Hypotony can be defined either statistically or clinically. The statistical definition of hypotony is an intraocular pressure less than 6.5 mmHg (although the specific number depends on which source you consult). What really matters is the clinical definition: an IOP that’s low enough to cause clinically significant complications such as vision loss. The primary cause of these complications is hypotony maculopathy—low intra-ocular pressure associated with fundus abnormalities such as chorioretinal folds, optic nerve edema and vascular tortuosity.

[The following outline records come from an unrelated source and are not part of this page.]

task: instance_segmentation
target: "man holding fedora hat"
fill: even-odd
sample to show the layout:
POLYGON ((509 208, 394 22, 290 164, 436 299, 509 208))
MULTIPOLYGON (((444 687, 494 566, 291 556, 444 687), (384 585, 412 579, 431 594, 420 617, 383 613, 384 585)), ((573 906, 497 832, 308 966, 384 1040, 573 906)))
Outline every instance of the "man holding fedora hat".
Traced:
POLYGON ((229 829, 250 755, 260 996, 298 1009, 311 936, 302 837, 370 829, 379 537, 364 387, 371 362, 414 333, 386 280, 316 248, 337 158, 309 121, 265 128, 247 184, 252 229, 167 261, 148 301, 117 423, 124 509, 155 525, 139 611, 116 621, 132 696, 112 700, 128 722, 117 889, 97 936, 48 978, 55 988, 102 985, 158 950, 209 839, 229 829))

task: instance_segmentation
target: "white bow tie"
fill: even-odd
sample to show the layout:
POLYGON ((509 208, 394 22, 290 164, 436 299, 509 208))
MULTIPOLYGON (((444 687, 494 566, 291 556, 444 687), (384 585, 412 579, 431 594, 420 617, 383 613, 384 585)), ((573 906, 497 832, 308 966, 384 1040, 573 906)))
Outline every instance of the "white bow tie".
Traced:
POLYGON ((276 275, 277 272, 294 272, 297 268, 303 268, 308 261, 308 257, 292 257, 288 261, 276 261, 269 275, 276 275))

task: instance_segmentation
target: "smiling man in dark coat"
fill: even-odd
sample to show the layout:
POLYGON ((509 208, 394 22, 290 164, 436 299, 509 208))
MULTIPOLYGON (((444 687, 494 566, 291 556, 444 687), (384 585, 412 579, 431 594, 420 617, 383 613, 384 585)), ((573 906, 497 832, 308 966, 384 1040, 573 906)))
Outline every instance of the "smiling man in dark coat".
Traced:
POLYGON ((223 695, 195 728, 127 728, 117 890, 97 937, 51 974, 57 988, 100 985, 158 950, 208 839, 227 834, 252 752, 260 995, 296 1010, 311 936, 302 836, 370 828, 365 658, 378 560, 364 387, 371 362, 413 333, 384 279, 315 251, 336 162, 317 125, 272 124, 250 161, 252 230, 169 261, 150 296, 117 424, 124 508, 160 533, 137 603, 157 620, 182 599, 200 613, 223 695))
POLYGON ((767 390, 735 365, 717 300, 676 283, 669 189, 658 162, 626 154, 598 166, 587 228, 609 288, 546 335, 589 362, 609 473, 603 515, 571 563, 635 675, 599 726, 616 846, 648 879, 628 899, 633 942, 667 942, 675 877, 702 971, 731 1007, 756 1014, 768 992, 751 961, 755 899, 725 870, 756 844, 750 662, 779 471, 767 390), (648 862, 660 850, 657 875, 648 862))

The reported incidence of hypotony ranges from less than 1 percent of cases to 32 percent. The reason the range is so broad is that the amount of hypotony triggered by the surgery is greatly affected by factors such as surgical technique and the way mitomycin-C is used. For example, the Tube Versus Trabeculectomy Study reported a 13-percent rate of hypotony. That was undoubtedly partly a result of using an MMC concentration of 0.4 mg/ml—which is on the higher end of MMC concentrations—and applying it for four minutes using pledgets. In the Collaborative Initial Glaucoma Treatment Study, the reported percentage of hypotony was 9 percent; the antifibrotic agent used in that study was 5-fluorouracil. I inject 0.1 cc of 0.2 mg/ml of MMC into the sub-Tenon’s layer at the start of the trabeculectomy procedure, rather than applying it with sponges. I find this method to be efficient, with similar or better outcomes, and it’s not associated with an increased rate of hypotony. (My current rate of hypotony ranges between 3 and 5 percent.) Hence, the amount of hypotony you encounter will depend at least partly on your technique, the amount of MMC you use and how long you apply it. Of course, other factors such as the nature of your patient population can also influence your hypotony rate.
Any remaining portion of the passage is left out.